Simple Tests (Does it work?)

Run FIRST to identify working configurations:

benchmarks/pytorch-simple.sh IMAGE_NAME
benchmarks/llama-simple.sh IMAGE_NAME MODEL_PATH
benchmarks/whisper-simple.sh IMAGE_NAME AUDIO_PATH

Performance Tests (How well does it work?)

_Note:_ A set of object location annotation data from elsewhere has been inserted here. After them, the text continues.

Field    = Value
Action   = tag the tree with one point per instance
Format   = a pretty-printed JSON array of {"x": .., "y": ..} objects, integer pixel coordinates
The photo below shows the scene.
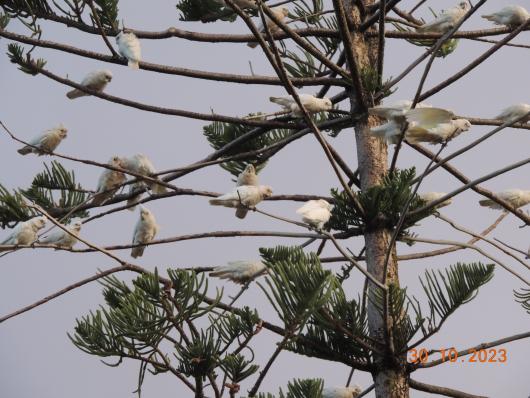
[{"x": 169, "y": 318}]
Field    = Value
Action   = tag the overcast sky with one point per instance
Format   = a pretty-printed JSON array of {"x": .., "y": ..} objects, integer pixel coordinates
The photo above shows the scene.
[{"x": 38, "y": 360}]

Run SECOND on working configurations:

benchmarks/pytorch-gemm.sh IMAGE_NAME [MATRIX_SIZE] [ITERATIONS]
benchmarks/llama-bench.sh IMAGE_NAME MODEL_PATH
benchmarks/whisper-bench.sh IMAGE_NAME AUDIO_PATH

Extended Tests (Deep analysis)

Run THIRD on promising configurations:

Multiple model sizes
Multiple context lengths
Long-running stress tests
Memory bandwidth profiling

See scripts/ for extended benchmark scripts.

Example Workflow

Testing ROCm Versions

# 1. Create experiment
cp -r experiments/TEMPLATE experiments/2026-01-26_rocm-versions
cd experiments/2026-01-26_rocm-versions

# 2. Record environment
./record-environment.sh > ENVIRONMENT.txt

# 3. Build images (from project root)
cd /home/tc/softab
podman build -t softab:llama-hip-rocm644 -f docker/llama-cpp/Dockerfile.hip-rocm644 .
podman build -t softab:llama-hip-rocm711 -f docker/llama-cpp/Dockerfile.hip-rocm711 .
podman build -t softab:llama-hip-rocm72 -f docker/llama-cpp/Dockerfile.hip-rocm72 .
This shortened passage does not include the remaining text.